Sind wir in Summe jetzt sicherer als im Jahr 2009?

Wir haben wesentliche Fortschritte gemacht. Wir haben deutlich höhere Kapitalstände in den Banken und eine verbesserte Liquiditätssituation. Zudem sind wir auch dabei, die Regeln für einen geordneten Marktaustritt zu schaffen.


Die verschärfte Regulierung hat also positive Effekte gebracht. Allerdings gibt es auch eine andere Seite der Medaille. Viele Banker sagen, dass die Regulierung zu viel wird. Oft könnten Kredite deshalb nicht mehr vergeben werden. Behindert die Aufsicht die Arbeit der Banken?

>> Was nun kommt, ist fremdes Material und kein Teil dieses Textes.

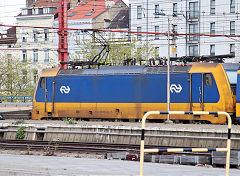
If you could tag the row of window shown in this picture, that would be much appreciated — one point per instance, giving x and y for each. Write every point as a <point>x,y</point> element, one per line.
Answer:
<point>193,9</point>
<point>232,28</point>
<point>25,75</point>
<point>193,29</point>
<point>38,11</point>
<point>213,7</point>
<point>35,55</point>
<point>35,36</point>
<point>193,50</point>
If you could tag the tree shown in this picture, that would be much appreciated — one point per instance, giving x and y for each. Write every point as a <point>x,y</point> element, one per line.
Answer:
<point>15,77</point>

Nein. Das Interesse der Bankenaufsicht ist nicht konträr zu dem eines seriösen Managements. Banken sollen über ihre Risken Bescheid wissen und diese auch managen. Darüber hinaus verlangen wir einen Eigenkapitalpolster, der erlaubt, falsch eingeschätzte Risken abzufangen. Das Problem ist, dass wir heute in einer Kultur leben, in der viele die gesetzten Grenzen maximal ausloten wollen. Daraus ergibt sich der Versuch der Aufsicht, auch immer mehr Details zu regeln. Ist das der richtige Weg? Ich glaube, wir sollten wieder mehr zu einer Regulierung kommen, die auf Prinzipien basiert. Dazu bedarf es aber auch eines gewissen Verständnisses bei den Banken.

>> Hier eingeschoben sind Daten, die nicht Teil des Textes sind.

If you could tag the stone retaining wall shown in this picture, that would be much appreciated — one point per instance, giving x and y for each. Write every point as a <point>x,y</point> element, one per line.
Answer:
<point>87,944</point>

Sind die heimischen Banken Hasardeure?

Es ist nicht gerechtfertigt, von allen Banken einheitlich zu reden. Es hängt auch nicht unbedingt mit der Größe zusammen. Wir kennen ja Fälle aus anderen Ländern, wo sich auch große Banken in Abmachungen verstrickt haben, die nun strafrechtlich verfolgt werden. Allerdings beinhaltet das Ziel mancher Banken, bestimmte Nischen zu besetzen, auch immer das Risiko, dass ich in dieser Nische den Spielraum maximal ausnützen möchte. Und dann auch über die Grenze gehe. Die Regulierung verlangt halt, dass die Bank bei der Übernahme von Risken auch entsprechende Unterlagen hat und nicht nur auf Basis von ein paar freundlichen Gesprächen einen Kredit vergibt.


Die Kritik an der Regulierung kommt aber nicht nur von kleinen Instituten. Im „Presse“-Interview hat sich etwa auch Erste-Bank-Chef Andreas Treichl entsprechend geäußert. Wäre ein Generaldirektor Treichl ohne Regulierung nicht in der Lage, das richtig zu machen?

Wir kommen aus einer Phase, in der die Regulierung sehr weitmaschig war. Vor 2008 ging es den Banken primär um Wachstum. Auf Sicherheitsmechanismen etwa in der IT ist nicht so genau eingegangen worden. Früher ist das aber auch gegangen, weil aufgrund der höheren Margen der wirtschaftliche Spielraum größer war.


Muss man nicht fairerweise dazusagen, dass die Aufsicht die vorhandenen Risken vor 2008 auch nicht gesehen hat?

Uns waren viele Instrumente nicht gegeben, die wir jetzt haben. Damals konnten wir nur reagieren, wenn ein gewisses Mindestkapital unterschritten wurde. Selbst wenn ich gesehen habe, dass sich eine Bank verschlechtert, konnte ich nicht wirklich etwas tun, bis es eigentlich schon zu spät war. Daher gibt es jetzt vor allem zukunftsweisende Maßnahmen wie den Stresstest. Oder den geordneten Marktaustritt, der verhindern soll, dass es nur die Wahl zwischen Konkurs und dem Einspringen des Steuerzahlers gibt.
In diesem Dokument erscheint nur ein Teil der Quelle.